I received a P-38 can opener some time during my seventh grade of school. I can’t remember exactly why they were given to us (I think my whole class got one, but I’m not sure), nor can I remember exactly why my adolescent self hung on to the little thing. I certainly wasn’t opening cans of beans with any regularity. Nonetheless, I kept it on my keyring, and it’s on my keyring even today. It has, without any doubt, been the single most useful gadget I’ve ever owned.

The P-38 is almost amazingly bad at its core function. It’s hard to open canned goods with the thing. It’s time consuming, laborious, and frankly hardly worth the effort (at least in modern society: things might be different were I deployed in some remote war zone). It just barely ekes by as a can opener. And yet it remains an amazingly useful general purpose tool for me.

I use the P-38 regularly to open packages. It slices through tape just fine. In a pinch, it can open the horrible plastic shells that encase many modern goods.

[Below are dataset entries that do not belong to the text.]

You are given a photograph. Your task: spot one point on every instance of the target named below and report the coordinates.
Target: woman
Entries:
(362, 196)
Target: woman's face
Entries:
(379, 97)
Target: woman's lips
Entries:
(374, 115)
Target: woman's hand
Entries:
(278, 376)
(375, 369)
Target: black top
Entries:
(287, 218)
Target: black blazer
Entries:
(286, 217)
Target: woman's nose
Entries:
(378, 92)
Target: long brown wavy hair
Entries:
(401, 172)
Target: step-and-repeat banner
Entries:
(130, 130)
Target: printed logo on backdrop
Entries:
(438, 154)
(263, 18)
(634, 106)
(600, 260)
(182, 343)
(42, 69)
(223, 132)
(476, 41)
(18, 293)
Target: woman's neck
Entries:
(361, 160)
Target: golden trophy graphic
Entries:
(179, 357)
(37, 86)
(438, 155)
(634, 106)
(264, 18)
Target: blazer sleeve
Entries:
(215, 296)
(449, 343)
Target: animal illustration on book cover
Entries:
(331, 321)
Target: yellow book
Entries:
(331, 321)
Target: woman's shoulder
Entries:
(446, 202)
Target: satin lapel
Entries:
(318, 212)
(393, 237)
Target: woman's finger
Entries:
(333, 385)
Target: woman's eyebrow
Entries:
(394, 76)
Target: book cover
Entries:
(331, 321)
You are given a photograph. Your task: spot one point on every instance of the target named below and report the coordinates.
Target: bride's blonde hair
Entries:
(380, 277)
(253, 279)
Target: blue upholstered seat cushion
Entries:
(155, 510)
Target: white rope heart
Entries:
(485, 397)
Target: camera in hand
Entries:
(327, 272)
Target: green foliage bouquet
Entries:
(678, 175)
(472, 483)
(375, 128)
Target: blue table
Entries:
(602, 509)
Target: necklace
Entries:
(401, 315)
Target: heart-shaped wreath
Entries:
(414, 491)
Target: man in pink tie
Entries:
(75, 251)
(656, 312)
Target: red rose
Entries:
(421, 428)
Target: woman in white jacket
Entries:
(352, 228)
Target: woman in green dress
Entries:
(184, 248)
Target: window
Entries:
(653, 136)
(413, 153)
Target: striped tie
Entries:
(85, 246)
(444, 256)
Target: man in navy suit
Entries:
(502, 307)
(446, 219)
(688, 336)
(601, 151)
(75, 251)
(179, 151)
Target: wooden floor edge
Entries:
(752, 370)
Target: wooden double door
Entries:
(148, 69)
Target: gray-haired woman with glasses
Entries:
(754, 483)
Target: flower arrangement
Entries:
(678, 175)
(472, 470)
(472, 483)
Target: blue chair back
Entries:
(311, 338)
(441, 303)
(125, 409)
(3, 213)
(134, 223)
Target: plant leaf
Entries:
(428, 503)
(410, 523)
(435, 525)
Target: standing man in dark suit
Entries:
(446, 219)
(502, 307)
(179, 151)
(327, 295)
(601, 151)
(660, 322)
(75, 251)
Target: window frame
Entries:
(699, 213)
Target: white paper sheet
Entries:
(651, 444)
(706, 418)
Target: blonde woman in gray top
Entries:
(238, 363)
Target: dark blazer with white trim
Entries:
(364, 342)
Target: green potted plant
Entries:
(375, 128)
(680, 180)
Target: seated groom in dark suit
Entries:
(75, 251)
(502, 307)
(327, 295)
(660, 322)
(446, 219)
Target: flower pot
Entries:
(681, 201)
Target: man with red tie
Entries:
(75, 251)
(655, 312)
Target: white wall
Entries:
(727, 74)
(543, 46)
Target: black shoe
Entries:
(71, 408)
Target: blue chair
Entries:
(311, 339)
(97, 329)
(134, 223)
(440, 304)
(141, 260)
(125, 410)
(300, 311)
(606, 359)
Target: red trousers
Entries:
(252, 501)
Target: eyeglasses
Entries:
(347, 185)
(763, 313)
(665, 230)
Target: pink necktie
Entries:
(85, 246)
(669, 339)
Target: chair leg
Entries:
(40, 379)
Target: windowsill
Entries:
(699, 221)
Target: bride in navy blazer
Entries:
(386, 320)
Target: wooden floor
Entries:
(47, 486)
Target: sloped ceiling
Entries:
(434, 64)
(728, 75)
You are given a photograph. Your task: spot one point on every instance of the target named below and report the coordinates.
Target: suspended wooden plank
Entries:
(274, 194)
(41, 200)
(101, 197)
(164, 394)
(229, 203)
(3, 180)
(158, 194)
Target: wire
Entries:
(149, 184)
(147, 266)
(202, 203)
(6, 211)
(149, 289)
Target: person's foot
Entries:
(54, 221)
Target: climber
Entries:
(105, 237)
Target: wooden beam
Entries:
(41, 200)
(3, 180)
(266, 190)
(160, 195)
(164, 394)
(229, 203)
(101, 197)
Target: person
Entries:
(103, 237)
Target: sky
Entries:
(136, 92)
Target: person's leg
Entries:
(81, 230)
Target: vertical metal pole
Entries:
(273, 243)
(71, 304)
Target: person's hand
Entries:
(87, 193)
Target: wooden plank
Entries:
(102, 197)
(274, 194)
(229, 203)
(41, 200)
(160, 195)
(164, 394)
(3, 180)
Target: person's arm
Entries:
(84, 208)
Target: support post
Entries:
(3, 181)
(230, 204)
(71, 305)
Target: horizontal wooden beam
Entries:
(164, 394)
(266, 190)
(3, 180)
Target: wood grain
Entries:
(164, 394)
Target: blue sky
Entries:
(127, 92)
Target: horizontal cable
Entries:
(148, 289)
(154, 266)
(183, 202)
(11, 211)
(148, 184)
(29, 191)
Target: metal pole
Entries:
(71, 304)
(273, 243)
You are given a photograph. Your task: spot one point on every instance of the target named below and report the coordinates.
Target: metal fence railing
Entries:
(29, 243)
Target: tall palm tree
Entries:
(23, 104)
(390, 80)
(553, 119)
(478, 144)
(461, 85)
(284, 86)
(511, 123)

It serves as a fine flat blade screwdriver, a small pry bar, and a straightedge. I think I’ve opened a total of four cans with it in my life, each time just to see or prove if it could, in fact, open a can.

In this age of electronic marvels, I like to think about my P-38 every now and again. I know that a manually operated can opener hardly qualifies as a “gadget” alongside the things we normally write about, but it’s fun to think about the utility — intended and unintended — of the P-38 in the context of those other things: iPads, smart phones, computers, and more.

There’s a Wikipedia page on the P-38 that delves into some more of the details. The P-38 was standard issue for the U.S. Army, which provides me the tenuous connection to this Memorial Day holiday we’re all celebrating today in the U.S!